Los datos históricos indican lo contrario: las aportaciones realizadas durante las bajadas compran participaciones a precios más bajos y son a menudo las que más contribuyen al resultado final. El mayor riesgo, en esas fases, no es aportar —es vender lo que ya se ha acumulado.
¿Por qué publicáis un dato desfavorable a vuestro propio modelo?
Porque el número solo —«bate al mercado en el 71 % de los meses»— habría descrito la realidad solo a medias. Un dato que se sostiene en un régimen y se invierte en el otro hay que declararlo entero, de lo contrario el usuario construye expectativas que a la primera bajada no encuentran respaldo. Preferimos que el límite se lea aquí, y no que se descubra en la propia cuenta.
La cuestión
La pregunta «qué acción comprar» y la pregunta «cuánto riesgo quiero tener» parecen cercanas, pero se resuelven con herramientas completamente distintas. Confundirlas es el error que vuelve frágil una cartera: se acumulan señales cada vez más refinadas para la primera pregunta, mientras la segunda queda sin respuesta hasta que llega una bajada a proporcionarla.

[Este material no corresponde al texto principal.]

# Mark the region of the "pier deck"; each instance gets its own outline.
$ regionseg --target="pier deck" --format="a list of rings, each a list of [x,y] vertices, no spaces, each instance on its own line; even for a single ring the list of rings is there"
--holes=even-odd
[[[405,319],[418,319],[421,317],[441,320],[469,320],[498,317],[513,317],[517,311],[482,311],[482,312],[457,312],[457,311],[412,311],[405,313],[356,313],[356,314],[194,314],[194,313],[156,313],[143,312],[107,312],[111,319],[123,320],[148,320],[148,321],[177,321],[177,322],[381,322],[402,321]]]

La buena noticia es que la protección no exige prever nada. Exige decidir de antemano —con la cabeza clara— qué parte del capital se está dispuesto a ver oscilar, y construir la cartera en torno a esa decisión.
Este contenido tiene fines informativos y se dirige a un público indistinto. No constituye asesoramiento financiero, recomendación personalizada ni invitación a invertir. Los datos citados provienen de análisis históricos: los resultados pasados no son indicativos de los futuros. Toda decisión de inversión depende de la situación personal de cada inversor.